Conscience

Paris n'est libre que depuis quelques jours et une grande partie de la France est encore occupée, mais déjà s'atténue l'espoir cultivé par la résistance d'une presse nouvelle, purgée non seulement des tares de la collaboration (ça sera fait) mais aussi du mercantilisme d'avant-guerre.

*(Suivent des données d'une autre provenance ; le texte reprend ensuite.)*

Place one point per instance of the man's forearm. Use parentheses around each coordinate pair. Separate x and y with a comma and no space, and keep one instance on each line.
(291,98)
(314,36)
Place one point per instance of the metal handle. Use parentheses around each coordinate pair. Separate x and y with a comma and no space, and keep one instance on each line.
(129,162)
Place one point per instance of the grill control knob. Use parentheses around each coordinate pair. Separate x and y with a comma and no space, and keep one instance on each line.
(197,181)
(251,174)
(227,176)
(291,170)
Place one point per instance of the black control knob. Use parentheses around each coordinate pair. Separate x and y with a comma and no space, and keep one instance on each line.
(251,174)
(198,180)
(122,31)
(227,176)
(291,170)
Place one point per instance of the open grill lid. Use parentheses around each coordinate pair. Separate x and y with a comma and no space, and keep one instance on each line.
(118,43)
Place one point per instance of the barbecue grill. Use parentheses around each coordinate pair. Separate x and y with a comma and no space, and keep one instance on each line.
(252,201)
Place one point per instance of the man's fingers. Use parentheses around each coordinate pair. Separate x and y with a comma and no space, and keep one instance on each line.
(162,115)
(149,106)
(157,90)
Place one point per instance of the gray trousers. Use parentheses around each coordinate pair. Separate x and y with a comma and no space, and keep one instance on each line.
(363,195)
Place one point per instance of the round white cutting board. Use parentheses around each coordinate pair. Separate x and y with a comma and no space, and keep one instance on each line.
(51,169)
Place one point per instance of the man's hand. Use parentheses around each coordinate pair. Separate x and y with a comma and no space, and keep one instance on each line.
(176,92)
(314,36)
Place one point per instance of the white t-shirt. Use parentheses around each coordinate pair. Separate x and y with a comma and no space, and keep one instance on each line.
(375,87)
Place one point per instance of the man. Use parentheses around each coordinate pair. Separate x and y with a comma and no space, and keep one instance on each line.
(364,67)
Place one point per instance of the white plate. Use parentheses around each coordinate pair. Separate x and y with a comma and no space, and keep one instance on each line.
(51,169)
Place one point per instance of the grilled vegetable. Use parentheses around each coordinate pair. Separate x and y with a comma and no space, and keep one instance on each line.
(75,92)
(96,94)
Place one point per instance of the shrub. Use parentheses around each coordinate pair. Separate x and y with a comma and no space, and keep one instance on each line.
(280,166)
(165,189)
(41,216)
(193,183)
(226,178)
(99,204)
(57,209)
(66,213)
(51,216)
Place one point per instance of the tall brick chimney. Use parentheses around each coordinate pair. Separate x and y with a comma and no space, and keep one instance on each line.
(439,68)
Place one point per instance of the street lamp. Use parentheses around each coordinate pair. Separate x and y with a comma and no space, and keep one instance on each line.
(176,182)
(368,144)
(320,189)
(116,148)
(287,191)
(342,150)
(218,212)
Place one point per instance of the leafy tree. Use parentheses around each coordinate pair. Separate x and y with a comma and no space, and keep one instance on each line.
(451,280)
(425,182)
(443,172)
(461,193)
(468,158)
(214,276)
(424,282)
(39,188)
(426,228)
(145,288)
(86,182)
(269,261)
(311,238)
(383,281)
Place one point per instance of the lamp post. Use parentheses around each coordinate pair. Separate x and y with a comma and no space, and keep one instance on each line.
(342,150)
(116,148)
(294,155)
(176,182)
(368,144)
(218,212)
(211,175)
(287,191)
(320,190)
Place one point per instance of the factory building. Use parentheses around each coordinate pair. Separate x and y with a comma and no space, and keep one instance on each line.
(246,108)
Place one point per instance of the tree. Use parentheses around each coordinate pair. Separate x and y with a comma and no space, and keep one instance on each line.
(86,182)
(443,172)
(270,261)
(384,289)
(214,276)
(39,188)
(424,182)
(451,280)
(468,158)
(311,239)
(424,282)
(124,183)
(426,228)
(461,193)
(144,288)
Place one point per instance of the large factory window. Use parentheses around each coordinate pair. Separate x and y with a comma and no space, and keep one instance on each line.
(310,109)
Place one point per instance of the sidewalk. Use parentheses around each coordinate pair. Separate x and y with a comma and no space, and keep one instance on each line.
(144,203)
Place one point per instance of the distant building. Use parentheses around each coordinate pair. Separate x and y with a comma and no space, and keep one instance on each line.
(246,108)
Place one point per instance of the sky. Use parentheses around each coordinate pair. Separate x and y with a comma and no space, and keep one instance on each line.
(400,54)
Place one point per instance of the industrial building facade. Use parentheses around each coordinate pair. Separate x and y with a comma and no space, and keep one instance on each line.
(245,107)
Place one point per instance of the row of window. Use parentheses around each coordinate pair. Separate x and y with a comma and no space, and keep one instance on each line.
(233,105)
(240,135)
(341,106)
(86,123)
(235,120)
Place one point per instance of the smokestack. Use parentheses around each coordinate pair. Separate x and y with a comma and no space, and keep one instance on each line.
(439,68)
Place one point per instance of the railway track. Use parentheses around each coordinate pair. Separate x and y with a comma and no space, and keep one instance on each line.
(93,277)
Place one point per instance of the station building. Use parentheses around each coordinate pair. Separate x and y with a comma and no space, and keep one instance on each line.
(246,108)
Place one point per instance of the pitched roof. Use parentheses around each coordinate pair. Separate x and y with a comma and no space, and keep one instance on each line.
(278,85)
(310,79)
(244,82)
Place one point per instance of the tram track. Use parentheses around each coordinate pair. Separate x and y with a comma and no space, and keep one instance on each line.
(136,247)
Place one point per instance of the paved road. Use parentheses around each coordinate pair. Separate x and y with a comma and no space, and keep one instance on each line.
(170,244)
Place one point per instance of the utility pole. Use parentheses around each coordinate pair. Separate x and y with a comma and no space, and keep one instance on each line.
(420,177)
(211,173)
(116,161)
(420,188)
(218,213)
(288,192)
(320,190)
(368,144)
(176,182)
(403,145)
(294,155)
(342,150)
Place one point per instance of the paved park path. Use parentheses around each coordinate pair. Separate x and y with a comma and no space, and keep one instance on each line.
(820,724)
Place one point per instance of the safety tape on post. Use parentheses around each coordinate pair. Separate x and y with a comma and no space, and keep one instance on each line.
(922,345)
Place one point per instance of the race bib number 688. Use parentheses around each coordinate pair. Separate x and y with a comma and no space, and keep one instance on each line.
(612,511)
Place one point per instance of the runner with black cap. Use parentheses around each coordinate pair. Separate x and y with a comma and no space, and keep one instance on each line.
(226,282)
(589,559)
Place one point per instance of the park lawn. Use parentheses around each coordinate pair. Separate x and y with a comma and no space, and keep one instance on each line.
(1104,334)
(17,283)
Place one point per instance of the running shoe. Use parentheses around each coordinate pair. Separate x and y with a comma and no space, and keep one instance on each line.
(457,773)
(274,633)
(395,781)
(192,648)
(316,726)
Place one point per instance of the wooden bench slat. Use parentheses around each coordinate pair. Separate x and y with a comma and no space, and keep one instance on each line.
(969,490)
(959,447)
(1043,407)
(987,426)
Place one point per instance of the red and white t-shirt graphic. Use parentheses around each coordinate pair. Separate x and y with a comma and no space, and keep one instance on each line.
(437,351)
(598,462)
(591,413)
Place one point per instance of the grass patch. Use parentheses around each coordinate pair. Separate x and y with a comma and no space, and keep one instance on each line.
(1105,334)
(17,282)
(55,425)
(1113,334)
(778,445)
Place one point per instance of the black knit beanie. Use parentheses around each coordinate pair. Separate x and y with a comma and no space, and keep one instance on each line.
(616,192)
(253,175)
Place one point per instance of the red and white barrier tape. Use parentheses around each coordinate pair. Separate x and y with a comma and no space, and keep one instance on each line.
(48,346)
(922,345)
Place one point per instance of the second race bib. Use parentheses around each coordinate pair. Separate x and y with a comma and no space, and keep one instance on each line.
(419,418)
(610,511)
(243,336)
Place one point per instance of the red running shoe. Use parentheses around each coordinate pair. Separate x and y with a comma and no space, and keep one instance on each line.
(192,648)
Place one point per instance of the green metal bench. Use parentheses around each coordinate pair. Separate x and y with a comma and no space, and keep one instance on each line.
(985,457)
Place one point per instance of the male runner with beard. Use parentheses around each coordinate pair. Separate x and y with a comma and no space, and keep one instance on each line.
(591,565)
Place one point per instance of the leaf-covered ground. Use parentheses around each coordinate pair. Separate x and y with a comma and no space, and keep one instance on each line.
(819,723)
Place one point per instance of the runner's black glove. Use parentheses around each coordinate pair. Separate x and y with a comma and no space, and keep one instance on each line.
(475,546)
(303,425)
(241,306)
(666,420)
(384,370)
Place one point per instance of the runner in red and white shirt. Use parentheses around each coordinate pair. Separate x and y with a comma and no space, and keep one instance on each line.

L’un des plus éminents défenseurs de cet idéal est Albert Camus, qui avait appris son métier à Alger Républicain et au Soir Républicain avant d’en connaître la face populaire à Paris-Soir (dont il ne supporta pas longtemps l’« l’abject esprit de midinette [...] la   sentimentalité, le pittoresque, la complaisance […] »). Devenu rédacteur en chef de Combat, feuille de la résistance puis quotidien au grand jour, il poursuit éditorial après éditorial son combat pour un journalisme réflexif, scrupuleux, soucieux de l’édification de ses lecteurs et soumettant jusqu’à ses propres convictions à l’épreuve d’un doute systématique.

S’il reconnaît avec amertume des travers de jadis - crédulité, précipitation, superficialité - dans certains des journaux fraîchement reparus, du moins la vision d’un internet contemporain majoritairement tourné vers le divertissement et l'immédiateté lui aura-t-elle été épargnée. Ce qui est peut-être dommage, car si Camus a offert au journalisme certains de ses plus beaux et plus solides repères moraux, il n’a pas vraiment résolu en théorie (pas plus que Combat, dont les ventes chuteront rapidement, ne l'a résolu en pratique) l'impossible paradoxe du journalisme pris entre les tensions opposées de l'intérêt public et de ce qui intéresse le public.